When considering success in the realm of higher education, many people point to the level of an individual’s “expertise” for an answer or tangible form of measurement. Students are encouraged to focus on one field (and beyond that, on one occupation within a field) — and the “way” is now to idealize the position of the expert. Unfortunately, this is almost always synonymous with the removal of all other intellectual/academic ventures; there is literally not enough time to trifle with anything beyond the “one goal.” It seems that if one doesn’t have a major that translates directly to a career post-college, then one is destined to wander the professional world aimlessly. The real problem, in my opinion, is a broken and limiting educational system. This mentality is dangerous; without encouraging a renaissance-driven approach to a variety of fields, we risk becoming irrelevant to many demanding problems and challenges and are left with one area of expertise. But we have come to understand Liberal Arts as “diluted”, “attention-deficit”, or “lacking direction.” The idea of the University, however, was built with the hope of developing individuals who are able to address a variety of issues and contribute to the complexity of the modern world. Expertise suggests that we might lack the bigger picture mentality — and often, the opportunities and issues that rest at our periphery can be more important than the expected reward on the primary path. On a more figurative level, we mirror a lack of communication and dialogue when we forego a varied approach to our own education (within or outside of formal academia) and hone in on one area alone.

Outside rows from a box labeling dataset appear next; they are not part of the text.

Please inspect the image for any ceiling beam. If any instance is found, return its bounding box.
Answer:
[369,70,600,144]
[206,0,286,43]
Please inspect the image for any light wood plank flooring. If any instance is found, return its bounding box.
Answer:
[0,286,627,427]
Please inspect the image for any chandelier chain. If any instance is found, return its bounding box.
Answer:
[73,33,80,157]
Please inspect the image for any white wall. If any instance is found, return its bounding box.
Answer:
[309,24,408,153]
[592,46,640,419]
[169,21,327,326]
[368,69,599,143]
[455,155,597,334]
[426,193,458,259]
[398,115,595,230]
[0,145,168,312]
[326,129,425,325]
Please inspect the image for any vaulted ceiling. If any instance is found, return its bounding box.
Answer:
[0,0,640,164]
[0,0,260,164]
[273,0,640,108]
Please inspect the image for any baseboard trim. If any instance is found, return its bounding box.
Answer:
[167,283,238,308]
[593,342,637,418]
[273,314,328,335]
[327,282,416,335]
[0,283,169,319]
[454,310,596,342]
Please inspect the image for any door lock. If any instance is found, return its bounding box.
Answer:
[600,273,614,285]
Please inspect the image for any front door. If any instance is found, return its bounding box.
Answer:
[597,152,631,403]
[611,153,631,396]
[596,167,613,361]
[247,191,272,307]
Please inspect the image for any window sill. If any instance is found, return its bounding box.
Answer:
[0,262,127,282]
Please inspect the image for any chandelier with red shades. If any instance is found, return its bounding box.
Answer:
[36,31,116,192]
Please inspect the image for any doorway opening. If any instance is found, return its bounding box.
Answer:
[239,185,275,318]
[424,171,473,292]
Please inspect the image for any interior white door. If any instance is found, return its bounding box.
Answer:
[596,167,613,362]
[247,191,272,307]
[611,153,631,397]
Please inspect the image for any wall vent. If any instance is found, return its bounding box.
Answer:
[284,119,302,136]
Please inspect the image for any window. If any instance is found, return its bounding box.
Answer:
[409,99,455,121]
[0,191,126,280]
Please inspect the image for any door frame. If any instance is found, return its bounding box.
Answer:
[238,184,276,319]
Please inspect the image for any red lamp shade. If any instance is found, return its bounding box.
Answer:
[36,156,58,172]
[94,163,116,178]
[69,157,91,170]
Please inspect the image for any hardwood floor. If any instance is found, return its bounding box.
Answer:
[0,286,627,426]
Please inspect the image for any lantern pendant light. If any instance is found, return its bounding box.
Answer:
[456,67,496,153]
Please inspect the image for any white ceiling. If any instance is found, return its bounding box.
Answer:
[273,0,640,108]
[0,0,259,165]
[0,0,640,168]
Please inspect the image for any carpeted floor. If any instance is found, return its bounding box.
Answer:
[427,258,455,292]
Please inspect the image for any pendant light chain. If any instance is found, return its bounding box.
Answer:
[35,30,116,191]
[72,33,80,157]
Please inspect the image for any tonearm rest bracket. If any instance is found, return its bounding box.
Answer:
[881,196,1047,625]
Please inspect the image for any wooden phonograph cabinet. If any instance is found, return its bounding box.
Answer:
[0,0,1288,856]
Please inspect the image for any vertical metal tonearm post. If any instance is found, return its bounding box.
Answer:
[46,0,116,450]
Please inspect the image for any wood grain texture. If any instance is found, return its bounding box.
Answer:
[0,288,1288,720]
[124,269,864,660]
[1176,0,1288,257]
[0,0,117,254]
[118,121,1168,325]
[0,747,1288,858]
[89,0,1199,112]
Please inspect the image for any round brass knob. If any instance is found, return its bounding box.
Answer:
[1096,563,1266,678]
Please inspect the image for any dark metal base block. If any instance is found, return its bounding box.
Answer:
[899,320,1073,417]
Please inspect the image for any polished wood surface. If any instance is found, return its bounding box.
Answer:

Granted, expertise has lent itself to the success of many people and there is something to be said for the individual whose attention to one goal cannot be deterred; this should be respected for what it is. But we should understand that one human should not be limited to one calling — we are people of variety and potential. And where different paths meet, newness and invention is a common result.
We should expect from ourselves and others a level of scholarship that seeks truth and knowledge within many facets of the academic and social world…for it is often at the intersection of fields where innovation and renewal seem to exist.